Another question pls...

If for example I need integer 1511. I thought that it would need 3 bytes but 2 are needed(serialmonitered it).

Reading addreses 0 and address 1 i get these values
address 0 - 231
address 1 - 5

So my question is, (looking at reply11), 5 is the HIGH byte right?
How is it worked out?
Moving 5 - 101B to shift 8 places - 10100000000 - 1280??
Adding 231 = 1511

Is this right?
tnx

What is 101B, where did it came from?

But if your high byte is 5, then 5 * 256 =1280. That is correct.
1280 + 231 =1511, so that is true as well.

Kari

What is 101B, where did it came from?

5 in binary.

OP: Start thinking in hex.
1511 is 0x05E7, so two bytes only, 0x05 and 0xe7.

AWOL:

What is 101B, where did it came from?

5 in binary.

OP: Start thinking in hex.
1511 is 0x05E7, so two bytes only, 0x05 and 0xe7.

I'm dummy. That "B" confused me, I though IT WAS hex 101B. I don't know how they should be expressed in these posts, I like to say "bin" or "hex" just to be sure, not combining binary and decimals in the same sentence.
:wink:

Cheers,
Kari

EDIT. By the way, what does the "OP:" stand for? OT= off topic, but OP?

Original Poster

AWOL:
Original Poster

Ok, I though it was for me.

This has been very enlighten conversation for me, only thing that bothers me is the short lifeline of the internal eeprom.

If I decide to use external eeprom IC, is there anything that makes life easier or more complicated, comparing to internal eeprom? Is it faster or exactly opposite? Programming issues are more likely the biggest consern, not the speed.

Cheers,
Kari

only thing that bothers me is the short lifeline of the internal eeprom.

I thought the retention time was of the order of a century - do you plan on leaving your Arduino to your grandchildren?

AWOL:

only thing that bothers me is the short lifeline of the internal eeprom.

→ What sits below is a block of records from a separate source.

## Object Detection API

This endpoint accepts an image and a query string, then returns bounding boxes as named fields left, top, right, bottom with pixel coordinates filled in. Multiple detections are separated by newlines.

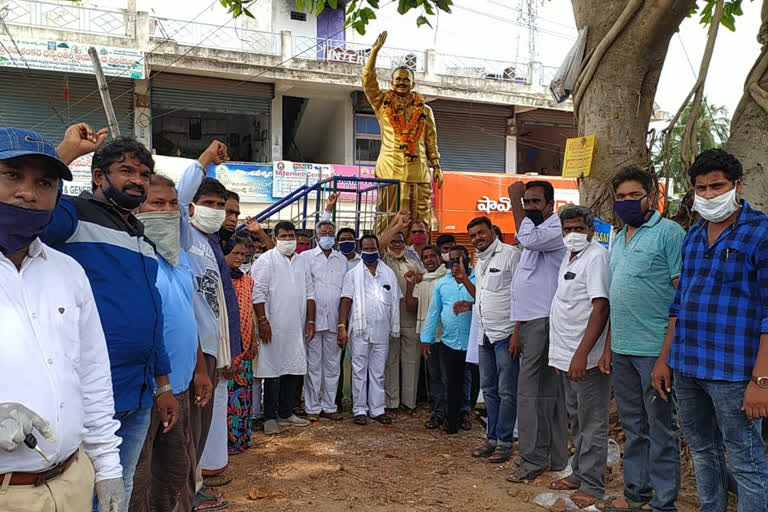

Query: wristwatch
left=154, top=384, right=173, bottom=398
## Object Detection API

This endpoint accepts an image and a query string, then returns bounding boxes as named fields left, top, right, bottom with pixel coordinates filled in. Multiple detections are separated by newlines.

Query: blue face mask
left=317, top=236, right=336, bottom=251
left=360, top=251, right=379, bottom=265
left=339, top=240, right=356, bottom=254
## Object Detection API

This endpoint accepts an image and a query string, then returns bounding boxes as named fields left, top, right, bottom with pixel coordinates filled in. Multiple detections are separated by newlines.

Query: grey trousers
left=517, top=318, right=568, bottom=471
left=560, top=367, right=608, bottom=499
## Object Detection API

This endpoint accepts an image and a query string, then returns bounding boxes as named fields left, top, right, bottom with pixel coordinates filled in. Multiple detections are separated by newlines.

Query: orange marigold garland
left=383, top=90, right=427, bottom=162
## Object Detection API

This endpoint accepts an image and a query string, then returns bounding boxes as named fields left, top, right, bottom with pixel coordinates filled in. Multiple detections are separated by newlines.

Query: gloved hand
left=96, top=478, right=125, bottom=512
left=0, top=402, right=56, bottom=452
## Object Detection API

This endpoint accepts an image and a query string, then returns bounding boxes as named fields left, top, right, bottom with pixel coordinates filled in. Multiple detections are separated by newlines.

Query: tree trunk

I thought the retention time was of the order of a century - do you plan on leaving your Arduino to your grandchildren?

Heh, no. But isn't there a limited rewrites with the eeprom? I would like to use to store online information for measurements and stats for later reading. Eeprom is quite small, but certai information need to sotred somewhere if communication with outworld is not available all the time. If device (autonomus idioticus) restarts, it need to have location and few extra data available, until it is linked to main system again.

How many times I can actually rewrite that little memory bank? I was in that belief that is limited, depending of the MCU, from hunderthousand to million times?

Cheers,
Kari

How many times I can actually rewrite that little memory bank?

How many licks does it take to get to the center of a Tootsie Pop? No one knows.

Atmel guarantees 100,000 erase-writes. In order to make that guarantee, the average part has to be able to reach a far higher number before a failure occurs.